French Education Minister Gabriel Attal said the long, robe-like garments often worn by Muslim women wouldn’t be permitted in the nation’s schools from the new term, which starts in September.

“Schools of the Republic are built on very strong values and principles, especially laïcité,” he told TV network TF1 on Sunday, using a French term referring to the separation of state institutions and religions, but which some argue has been hijacked to justify anti-Islam positions.

“For me, laïcité, when put in the framework of a school, is very clear: you enter a classroom and you must not be able to identify the religious identity of students just by looking at them,” Attal said.

But the move was criticized by a number of opposition lawmakers. Danièle Obono, a prominent opposition politician, attacked the move as a “new Islamophobic campaign” on X, formerly known as Twitter.

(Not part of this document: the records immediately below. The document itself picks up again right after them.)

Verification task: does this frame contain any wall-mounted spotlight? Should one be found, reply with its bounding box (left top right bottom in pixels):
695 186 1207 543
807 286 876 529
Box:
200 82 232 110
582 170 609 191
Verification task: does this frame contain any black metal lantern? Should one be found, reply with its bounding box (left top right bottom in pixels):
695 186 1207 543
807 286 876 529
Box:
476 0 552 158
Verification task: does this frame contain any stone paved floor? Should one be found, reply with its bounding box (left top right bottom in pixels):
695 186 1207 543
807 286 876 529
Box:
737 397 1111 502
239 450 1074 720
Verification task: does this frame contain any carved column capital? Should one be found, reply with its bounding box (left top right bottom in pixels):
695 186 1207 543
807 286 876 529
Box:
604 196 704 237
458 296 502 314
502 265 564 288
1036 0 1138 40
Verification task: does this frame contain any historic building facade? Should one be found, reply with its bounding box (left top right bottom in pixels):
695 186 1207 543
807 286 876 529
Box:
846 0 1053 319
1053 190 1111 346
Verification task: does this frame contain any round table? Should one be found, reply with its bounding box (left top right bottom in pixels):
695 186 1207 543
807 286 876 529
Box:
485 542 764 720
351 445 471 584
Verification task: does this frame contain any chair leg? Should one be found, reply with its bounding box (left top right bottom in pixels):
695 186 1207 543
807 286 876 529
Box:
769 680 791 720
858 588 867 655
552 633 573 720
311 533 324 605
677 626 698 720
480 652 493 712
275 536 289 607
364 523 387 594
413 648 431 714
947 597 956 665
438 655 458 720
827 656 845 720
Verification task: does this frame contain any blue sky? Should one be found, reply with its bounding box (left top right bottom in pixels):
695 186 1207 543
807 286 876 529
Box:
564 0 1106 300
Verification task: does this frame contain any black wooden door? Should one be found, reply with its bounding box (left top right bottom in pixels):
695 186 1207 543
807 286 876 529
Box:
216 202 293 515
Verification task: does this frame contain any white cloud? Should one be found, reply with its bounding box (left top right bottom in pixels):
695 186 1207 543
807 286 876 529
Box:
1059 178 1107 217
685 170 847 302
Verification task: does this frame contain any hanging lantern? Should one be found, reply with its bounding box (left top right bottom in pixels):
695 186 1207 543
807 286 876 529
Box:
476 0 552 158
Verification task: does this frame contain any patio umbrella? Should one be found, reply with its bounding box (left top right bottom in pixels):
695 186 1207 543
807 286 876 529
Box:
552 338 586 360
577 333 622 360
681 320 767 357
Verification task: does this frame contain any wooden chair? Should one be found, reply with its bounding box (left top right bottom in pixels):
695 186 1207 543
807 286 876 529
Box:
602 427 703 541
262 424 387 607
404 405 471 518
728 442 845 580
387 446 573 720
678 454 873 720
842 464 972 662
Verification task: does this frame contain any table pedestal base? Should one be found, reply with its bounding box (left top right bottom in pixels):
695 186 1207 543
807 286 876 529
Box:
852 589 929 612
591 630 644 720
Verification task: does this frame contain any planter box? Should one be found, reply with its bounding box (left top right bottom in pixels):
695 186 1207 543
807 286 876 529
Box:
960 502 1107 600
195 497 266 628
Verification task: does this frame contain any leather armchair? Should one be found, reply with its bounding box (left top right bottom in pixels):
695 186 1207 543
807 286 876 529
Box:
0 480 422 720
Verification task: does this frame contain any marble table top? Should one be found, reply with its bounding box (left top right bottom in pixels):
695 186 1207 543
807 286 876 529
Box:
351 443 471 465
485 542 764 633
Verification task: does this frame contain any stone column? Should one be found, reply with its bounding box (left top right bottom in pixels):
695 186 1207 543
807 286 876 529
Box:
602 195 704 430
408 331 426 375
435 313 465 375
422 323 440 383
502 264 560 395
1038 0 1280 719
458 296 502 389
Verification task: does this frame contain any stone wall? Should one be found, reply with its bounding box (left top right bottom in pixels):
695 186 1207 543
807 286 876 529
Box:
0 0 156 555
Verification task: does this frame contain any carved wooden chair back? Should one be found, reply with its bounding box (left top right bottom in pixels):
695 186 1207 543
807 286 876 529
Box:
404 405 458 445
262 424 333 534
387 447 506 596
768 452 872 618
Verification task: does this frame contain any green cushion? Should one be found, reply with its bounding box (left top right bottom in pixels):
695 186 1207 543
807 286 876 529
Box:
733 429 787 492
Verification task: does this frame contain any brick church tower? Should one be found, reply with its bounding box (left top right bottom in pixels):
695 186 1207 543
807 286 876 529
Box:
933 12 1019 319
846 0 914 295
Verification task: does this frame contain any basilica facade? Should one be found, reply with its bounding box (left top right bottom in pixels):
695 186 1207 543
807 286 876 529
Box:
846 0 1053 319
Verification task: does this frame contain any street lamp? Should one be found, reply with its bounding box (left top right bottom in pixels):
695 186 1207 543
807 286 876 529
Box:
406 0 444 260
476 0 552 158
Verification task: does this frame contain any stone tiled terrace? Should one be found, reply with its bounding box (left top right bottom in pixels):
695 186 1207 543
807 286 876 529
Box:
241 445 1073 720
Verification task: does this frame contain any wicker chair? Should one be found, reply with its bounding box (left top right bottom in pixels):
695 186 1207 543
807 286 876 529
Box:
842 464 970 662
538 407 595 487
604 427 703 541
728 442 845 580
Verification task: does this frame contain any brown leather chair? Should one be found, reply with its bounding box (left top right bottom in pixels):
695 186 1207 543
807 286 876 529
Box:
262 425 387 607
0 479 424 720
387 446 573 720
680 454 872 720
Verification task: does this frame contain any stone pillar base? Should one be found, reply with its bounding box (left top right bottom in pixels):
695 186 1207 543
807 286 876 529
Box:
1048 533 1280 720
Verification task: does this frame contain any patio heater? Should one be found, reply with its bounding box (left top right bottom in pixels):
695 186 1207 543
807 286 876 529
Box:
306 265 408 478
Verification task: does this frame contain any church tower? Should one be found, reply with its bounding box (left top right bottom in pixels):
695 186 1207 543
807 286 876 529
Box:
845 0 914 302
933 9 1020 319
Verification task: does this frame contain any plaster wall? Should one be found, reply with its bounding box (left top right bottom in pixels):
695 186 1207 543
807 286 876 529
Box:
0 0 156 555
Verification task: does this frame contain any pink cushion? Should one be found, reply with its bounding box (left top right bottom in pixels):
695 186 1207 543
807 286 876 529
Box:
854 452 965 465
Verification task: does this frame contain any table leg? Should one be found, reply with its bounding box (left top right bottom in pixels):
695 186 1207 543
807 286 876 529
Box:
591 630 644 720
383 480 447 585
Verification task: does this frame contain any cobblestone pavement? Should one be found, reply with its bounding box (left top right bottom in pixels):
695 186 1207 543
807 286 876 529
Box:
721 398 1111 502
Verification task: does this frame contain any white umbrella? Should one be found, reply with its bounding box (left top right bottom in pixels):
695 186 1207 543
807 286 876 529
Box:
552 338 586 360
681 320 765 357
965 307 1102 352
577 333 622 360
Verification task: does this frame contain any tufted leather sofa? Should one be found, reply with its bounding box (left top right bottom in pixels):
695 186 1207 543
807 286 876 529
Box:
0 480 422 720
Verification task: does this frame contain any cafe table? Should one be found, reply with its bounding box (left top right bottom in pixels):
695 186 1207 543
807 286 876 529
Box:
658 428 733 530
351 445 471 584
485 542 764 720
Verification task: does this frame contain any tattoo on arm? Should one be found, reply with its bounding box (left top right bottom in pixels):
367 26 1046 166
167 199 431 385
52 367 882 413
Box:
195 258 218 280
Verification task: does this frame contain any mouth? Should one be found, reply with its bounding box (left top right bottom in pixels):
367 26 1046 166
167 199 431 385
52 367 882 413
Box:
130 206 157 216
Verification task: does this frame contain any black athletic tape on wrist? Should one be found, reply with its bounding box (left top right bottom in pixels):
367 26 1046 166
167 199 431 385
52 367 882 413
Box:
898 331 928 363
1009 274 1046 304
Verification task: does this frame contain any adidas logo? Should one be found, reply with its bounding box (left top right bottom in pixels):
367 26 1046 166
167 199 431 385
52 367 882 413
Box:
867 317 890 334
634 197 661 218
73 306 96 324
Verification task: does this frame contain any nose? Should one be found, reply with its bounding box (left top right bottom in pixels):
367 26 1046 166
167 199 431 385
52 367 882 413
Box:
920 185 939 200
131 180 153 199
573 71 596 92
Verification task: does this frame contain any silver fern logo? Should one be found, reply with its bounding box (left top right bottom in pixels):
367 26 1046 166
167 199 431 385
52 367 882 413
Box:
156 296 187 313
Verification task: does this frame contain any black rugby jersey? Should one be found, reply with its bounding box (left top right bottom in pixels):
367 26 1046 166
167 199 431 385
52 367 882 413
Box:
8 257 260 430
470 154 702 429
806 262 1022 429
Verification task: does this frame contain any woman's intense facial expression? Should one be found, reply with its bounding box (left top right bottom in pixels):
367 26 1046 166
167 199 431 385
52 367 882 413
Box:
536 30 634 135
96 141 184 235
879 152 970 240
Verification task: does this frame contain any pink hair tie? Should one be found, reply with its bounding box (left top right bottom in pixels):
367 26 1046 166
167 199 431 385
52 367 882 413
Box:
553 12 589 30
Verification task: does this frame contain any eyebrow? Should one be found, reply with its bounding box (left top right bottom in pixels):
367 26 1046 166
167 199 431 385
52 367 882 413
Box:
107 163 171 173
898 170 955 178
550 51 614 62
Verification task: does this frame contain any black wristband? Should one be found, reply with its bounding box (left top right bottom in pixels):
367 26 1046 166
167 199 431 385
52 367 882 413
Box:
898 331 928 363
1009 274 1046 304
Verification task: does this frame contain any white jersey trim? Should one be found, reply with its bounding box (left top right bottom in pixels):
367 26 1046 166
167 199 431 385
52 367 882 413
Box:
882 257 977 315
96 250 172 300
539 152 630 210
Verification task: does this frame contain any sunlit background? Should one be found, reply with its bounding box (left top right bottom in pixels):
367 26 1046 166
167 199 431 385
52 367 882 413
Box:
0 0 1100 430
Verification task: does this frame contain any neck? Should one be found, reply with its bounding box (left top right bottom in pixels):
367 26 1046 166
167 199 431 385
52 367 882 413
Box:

Jean-Luc Mélenchon, a far-left firebrand, who placed third in France’s 2022 presidential election, described his “sadness to see the return to school politically polarized by a new absurd entirely artificial religious war about a woman’s dress.”

“When will there be civil peace and true secularism that unites instead of exasperating?” Mélenchon asked.

France has pursued a series of controversial bans and restrictions on items of customarily Islamic dress in recent years, which have frequently drawn the ire of Muslim countries and international agencies.

Last year lawmakers backed a ban on wearing the hijab and other “conspicuous religious symbols” in sports competitions. The amendment was proposed by the right-wing Les Républicains party, which argued the hijab could risk the safety of athletes wearing it while playing sports.

France’s earlier ban on the niqab – full-face veils worn by some Muslim women – violated the human rights of those who wore it, the United Nations Human Rights Committee said in 2018.

“This type of policy stands in opposition to the liberal core of the 1905 Law on Separation of Church & State – a law we’ve been distorting and weaponizing since the ’90s,” Rim-Sarah Alouane, a French legal scholar and commentator, wrote of the latest abaya ban on X.

“Such policies fuel the nation’s fractures,” she added.

Attal was asked on TF1 whether guidelines on hijabs would be enforced in schools, but refrained from commenting on those garments, and instead continued to discuss abayas.

“During my meetings with (the school heads) this summer, I sensed their need for a clear rule on the national level on the issue of abayas, so the rule is now here,” the education minister said.